Advertisement

Film Review

The Holy Land

Mendy, an Orthodox bubble boy, is pitted against the harsh and irrational realities of the first intifada in The Holy Land. We meet our hero as he jerks off on the sly before Shabbat dinner. Mendy (Oren Rehany) is almost comically ugly, but despite his awkwardness, we warm to him quickly as he struggles to add some rock and roll to his life.

Writer/director Eitan Gorlin based the film on many of his own experiences as a lapsed orthodox Jew in Israel. Against the odds, he has succeeded in injecting humor and charm into this coming of age story, while nonetheless endowing it with bite and a deep pessimism.

Mendy’s rabbi, contrary to his intentions, points Mendy in the direction of a brothel that changes his life. The rabbi quotes an obscure Talmudic passage that authorizes restless young Hasidim to “get it out of their systems.” But, true to cliché, Mendy falls in love with Sasha (Tchelet Semel), the beautiful prostitute he meets at the Love Boat, his bordello of choice, and never comes back.

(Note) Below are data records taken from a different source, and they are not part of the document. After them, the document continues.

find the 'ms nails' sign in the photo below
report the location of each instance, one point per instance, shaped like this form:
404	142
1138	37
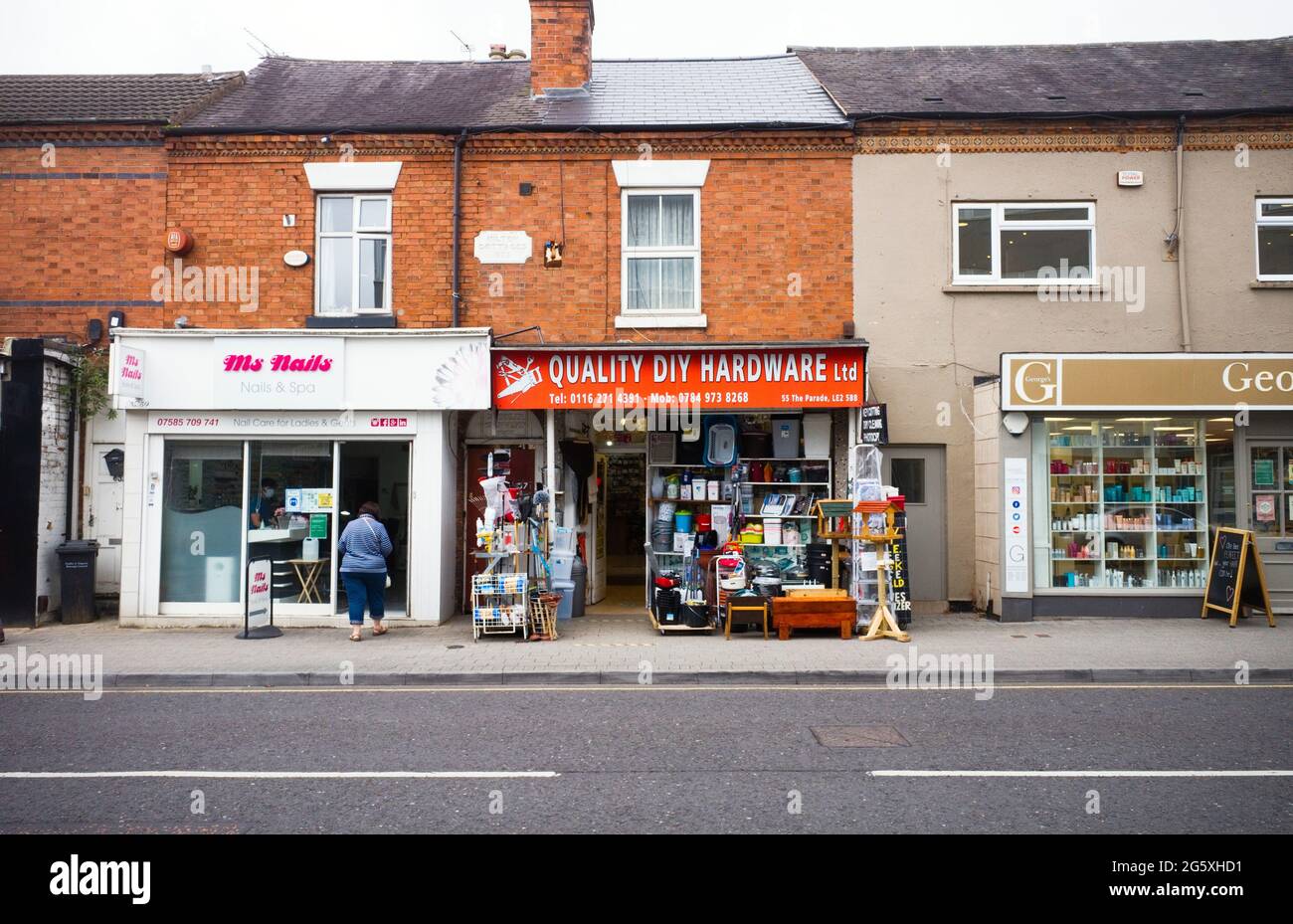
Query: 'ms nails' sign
279	362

Mendy tells his parents he has moved to the Holy City to be closer to God and starts working for Mike at Mike’s Place, the Jerusalem version of the Star Wars Cantina bar. Here Arabs and Jews co-mingle, yarmulke-wearing rabbi-types perform Bob Dylan songs, and, most importantly, Mendy can see lots of Sasha. Mendy has entered a world of extreme characters who use him, come to love him and ultimately betray him.

Mike uses Mendy’s Orthodox looks to smuggle weed past security check points—Hasidim attract little suspicion. Mendy also befriends “The Exterminator,” an M16-wielding Jewish settler, and Razi, an Arab who negotiates illicit deals between Jewish settlers and Palestinian landowners in the West Bank.

Advertisement

At first, Mendy dissmisses his new friends as nothing but comic relief, caricatures who mean no harm. But slowly he begins to see that they take their extremist ideologies seriously. Amidst these loony people, Mendy finally does feel closer to God—though he now wears cool T-shirts and has cut off his side curls, Mendy’s prayers have acquired real meaning, and he utters them fervently when he thinks no one is looking.

Mendy plans to escape to Florida with Sasha once they marry, using his U.S. passport—his mother is American—and her money. But the characters Mendy has met get in the way. They make Mendy doubt Sasha’s love for him, and, in his disillusionment, he tries to return to his family and the safe Hasidic world he left behind. In this world of ideologies gone wild, however, going home is not an option. Mendy’s adventures in the real world end with a bomb he unwittingly helped smuggle across a checkpoint.

The real plot twist in this story, however, is that the author of this tolerant and subtle film, Gorlin himself, was once a member of the Israel far-right. Though the film may deliver a difficult message, that fact at least is more uplifting than a Hollywood ending.